|Duarte Caldeira

O «apagão» da comunicação pública 

Uma vez mais fica evidente que o Sistema de Proteção Civil carece de uma estratégia de comunicação de crise, que não esteja capturado pelo frenesim mediático de governantes.

CréditosJosé Sena Goulão / Agência Lusa

Pelas 11h33 do passado dia 28 de abril registou-se em todo o território do continente um corte total do fornecimento de eletricidade, circunstância que provocou uma generalizada perturbação na atividade de diversos setores, com particular incidência nas falhas nas telecomunicações, no trânsito, na rede de transportes e outros domínios do normal funcionamento do país. A situação atingiu em especial Portugal, Espanha e parte de França.

O «apagão» total motivou o acionamento de diversos planos de contingência, em serviços essenciais, tendo por objetivo fazer face a um evento inesperado, identificam as ações necessárias para que este impacte o mínimo possível a oferta de serviços à população.

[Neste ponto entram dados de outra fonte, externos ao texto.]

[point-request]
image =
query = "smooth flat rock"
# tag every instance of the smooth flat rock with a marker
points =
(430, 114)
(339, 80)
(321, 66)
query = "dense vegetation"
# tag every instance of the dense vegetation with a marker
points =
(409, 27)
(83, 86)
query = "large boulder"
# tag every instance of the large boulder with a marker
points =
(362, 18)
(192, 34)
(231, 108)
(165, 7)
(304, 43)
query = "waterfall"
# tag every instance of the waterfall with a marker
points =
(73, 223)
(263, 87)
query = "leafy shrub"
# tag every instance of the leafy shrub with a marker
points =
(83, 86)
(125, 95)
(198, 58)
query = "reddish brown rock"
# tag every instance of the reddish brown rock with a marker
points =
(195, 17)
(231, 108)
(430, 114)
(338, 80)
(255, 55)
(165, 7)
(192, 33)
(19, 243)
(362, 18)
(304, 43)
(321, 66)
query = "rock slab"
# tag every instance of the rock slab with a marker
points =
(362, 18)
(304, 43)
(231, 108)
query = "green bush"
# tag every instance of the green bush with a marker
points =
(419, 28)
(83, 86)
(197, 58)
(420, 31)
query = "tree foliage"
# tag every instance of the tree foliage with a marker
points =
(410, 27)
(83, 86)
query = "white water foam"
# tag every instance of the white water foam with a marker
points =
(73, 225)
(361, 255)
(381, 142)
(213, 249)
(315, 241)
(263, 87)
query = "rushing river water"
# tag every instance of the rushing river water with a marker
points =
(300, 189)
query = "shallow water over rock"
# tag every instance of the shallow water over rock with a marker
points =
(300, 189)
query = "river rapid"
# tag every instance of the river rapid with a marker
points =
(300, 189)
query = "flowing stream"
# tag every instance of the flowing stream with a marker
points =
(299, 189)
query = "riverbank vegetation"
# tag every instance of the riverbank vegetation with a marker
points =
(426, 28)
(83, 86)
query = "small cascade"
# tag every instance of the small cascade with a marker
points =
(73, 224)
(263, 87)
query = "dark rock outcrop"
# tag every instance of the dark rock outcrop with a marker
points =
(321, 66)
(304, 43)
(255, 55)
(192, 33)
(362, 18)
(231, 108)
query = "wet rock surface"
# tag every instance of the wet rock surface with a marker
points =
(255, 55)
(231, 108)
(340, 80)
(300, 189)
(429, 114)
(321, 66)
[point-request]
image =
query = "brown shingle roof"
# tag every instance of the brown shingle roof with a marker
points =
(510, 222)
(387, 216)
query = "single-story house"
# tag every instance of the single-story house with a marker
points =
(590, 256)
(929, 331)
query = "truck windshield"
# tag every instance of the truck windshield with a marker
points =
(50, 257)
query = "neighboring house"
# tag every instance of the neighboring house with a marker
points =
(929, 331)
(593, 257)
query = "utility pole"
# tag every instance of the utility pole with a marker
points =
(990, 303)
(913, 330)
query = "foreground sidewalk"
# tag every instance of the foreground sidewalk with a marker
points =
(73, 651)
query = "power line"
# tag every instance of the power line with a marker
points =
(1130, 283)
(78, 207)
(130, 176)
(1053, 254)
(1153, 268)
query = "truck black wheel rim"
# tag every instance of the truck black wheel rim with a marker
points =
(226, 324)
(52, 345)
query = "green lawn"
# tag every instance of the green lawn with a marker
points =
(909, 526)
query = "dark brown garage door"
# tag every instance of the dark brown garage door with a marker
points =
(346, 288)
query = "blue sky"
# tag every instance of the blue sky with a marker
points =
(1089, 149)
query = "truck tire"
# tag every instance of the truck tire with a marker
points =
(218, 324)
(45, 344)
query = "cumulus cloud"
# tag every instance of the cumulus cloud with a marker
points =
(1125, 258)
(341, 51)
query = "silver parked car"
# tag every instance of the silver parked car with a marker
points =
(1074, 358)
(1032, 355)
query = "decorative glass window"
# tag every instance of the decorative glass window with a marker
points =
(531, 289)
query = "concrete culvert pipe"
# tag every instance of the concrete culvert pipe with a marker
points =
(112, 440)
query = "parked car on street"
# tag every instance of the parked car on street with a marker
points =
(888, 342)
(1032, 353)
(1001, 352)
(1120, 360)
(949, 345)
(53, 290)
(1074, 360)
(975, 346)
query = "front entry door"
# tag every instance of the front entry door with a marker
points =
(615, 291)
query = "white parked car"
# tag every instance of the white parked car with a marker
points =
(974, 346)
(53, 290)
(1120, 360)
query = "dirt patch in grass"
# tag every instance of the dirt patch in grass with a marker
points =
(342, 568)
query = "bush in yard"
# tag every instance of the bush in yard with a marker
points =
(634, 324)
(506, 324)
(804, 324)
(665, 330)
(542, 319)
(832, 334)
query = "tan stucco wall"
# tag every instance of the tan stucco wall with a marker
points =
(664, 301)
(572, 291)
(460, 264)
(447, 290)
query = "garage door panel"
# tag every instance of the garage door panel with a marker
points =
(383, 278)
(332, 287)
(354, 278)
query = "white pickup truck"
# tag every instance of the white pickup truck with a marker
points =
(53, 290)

Entretanto, quando a ocorrência assume uma maior escala, com graves repercussões na segurança de pessoas e de infraestruturas críticas, entramos no domínio da missão do Sistema de Proteção Civil, enquanto elemento coordenador das ações de resposta à situação criada pelo evento e consequente intervenção dos diversos agentes (forças e serviços), no contexto das missões de cada um.

Para o desempenho dos fins do sistema e cumprimento das respetivas missões, tanto dos referidos agentes, como das autoridades políticas, são elaborados Planos de Emergência de Proteção Civil, gerais ou especiais e de âmbito territorial (nacional, regional, distrital e municipal).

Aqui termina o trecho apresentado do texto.